One way to do this is by using the same ATMISP7-Tool that also drives the Atmel Download Cable. Again, ATMISP7 is a Windows based program, and this time we need to use the GUI. Fortunately again, ATMISP7 runs well on Wine:

fuseconv

Another way is using the fuseconv tool by whitequark¹⁰. Usage seems very straightforward:

$ python3 -m util.fuseconv -d ATF1508AS chuck.jed chuck.svf

However, their documentation lists support for the ATF1508AS as somewhat incomplete¹¹. According to Whitequark, fuseconv should work fine for the ATF1508 - the incomplete part is only related to bitstream functionality extraction¹². This is awesome.

Programming the ATF1508, finally

Now we have the .SVF file that OpenOCD can use to program the device. We need to submit a couple of parameters. The first one is a script that comes with OpenOCD that will set up the Adafruit FT232H Breakout adapter.
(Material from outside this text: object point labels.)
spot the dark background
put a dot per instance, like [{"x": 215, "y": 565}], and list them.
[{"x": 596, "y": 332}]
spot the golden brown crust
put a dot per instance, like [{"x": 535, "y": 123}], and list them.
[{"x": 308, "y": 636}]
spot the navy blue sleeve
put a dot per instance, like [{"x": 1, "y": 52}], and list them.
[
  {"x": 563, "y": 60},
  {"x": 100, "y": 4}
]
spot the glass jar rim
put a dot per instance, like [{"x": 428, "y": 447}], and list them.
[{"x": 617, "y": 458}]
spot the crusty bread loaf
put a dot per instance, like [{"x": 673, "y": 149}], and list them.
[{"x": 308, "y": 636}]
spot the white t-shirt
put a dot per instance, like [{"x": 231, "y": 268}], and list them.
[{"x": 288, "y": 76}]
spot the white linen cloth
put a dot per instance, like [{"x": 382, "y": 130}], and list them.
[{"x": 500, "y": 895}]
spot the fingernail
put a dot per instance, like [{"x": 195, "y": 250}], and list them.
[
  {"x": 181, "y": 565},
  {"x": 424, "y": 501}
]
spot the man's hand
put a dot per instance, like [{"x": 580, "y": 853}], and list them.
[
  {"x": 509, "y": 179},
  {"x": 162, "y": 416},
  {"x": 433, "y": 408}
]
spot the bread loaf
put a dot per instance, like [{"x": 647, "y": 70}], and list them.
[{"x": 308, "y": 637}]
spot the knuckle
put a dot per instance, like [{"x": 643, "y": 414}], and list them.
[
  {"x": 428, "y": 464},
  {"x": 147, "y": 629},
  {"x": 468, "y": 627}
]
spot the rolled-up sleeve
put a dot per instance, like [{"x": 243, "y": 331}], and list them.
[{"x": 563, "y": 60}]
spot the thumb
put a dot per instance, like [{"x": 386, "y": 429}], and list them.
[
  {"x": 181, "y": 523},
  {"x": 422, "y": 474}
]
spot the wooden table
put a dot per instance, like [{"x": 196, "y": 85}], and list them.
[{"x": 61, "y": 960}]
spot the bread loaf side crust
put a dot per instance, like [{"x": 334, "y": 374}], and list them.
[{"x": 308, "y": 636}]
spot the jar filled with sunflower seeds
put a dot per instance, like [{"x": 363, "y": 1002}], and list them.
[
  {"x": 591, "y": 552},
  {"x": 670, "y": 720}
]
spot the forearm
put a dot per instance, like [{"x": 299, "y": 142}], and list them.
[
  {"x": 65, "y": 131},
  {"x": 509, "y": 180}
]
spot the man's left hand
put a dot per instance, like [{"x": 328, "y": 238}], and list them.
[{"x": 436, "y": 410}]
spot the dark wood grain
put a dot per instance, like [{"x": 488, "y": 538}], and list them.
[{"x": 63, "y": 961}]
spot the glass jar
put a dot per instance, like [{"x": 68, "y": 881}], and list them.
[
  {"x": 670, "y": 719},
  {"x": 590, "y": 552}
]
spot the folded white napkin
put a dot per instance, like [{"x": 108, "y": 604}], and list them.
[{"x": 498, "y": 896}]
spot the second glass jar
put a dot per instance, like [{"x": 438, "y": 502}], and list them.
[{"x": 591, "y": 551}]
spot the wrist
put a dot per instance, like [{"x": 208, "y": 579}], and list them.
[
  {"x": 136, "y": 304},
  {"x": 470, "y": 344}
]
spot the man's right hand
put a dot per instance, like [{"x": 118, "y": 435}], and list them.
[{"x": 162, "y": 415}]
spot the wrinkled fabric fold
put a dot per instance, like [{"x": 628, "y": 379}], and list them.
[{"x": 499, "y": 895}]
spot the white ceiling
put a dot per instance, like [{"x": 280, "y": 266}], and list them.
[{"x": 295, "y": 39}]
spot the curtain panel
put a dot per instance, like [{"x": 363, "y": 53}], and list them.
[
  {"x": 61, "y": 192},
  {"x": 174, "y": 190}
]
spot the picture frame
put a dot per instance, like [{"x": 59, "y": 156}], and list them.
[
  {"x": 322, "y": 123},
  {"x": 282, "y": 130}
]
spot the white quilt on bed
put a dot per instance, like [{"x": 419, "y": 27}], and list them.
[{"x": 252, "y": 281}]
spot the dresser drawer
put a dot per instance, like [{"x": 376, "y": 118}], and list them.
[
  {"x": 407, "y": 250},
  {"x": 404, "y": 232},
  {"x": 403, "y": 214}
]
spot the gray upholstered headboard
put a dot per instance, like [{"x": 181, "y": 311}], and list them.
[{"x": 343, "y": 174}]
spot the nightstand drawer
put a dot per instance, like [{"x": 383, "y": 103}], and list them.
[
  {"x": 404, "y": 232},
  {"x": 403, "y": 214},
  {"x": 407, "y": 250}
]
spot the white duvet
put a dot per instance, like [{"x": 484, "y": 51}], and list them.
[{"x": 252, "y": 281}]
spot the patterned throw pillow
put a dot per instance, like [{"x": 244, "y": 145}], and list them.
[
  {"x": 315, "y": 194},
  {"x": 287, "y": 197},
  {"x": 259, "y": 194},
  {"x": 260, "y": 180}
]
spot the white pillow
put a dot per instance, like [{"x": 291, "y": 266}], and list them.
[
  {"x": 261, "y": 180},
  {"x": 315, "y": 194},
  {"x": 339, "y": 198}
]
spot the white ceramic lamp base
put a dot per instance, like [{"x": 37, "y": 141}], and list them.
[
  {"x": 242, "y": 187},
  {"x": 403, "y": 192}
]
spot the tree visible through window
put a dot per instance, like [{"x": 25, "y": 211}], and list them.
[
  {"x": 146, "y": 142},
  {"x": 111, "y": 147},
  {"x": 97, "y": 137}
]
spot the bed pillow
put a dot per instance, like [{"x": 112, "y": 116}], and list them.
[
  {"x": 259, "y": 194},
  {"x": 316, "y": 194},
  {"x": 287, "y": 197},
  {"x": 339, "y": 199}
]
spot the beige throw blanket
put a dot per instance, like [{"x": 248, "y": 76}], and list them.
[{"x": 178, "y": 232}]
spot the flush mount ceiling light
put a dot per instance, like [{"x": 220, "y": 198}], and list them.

Then we provide commands to create the JTAG connection and execute the .SVF file using multiple “-c” parameters.

$ openocd -f /usr/share/openocd/scripts/interface/ftdi/um232h.cfg \
  -c "adapter speed 400" \
  -c "transport select jtag" \
  -c "jtag newtap ATF1508AS tap -irlen 3 -expected-id 0x0150803f" \
  -c init \
  -c "svf chuck.svf" \
  -c "sleep 200" \
  -c shutdown 

Test

To test the whole process, we used the excellent ATF1508 PLCC84 breakout board by adrienkohlbecker on github¹³. We just changed the JTAG connector to a 6 pin one because why not.

ATF1508 breakout board and the Adafruit FT232H breakout board playing together. There will be some breadboarding again as we plan to put an SPI controller and also an interrupt controller (as space allows) on the new CPLD.

Conclusion

The whole process is a bit more involved than using the Xilinx ISE toolchain. On the other hand, once the .SVF-file is generated, the CPLD can be programmed using a free tool and affordable hardware. So in the end, building your own Steckschwein will become easier and cheaper and independent of vendor specific programming tools.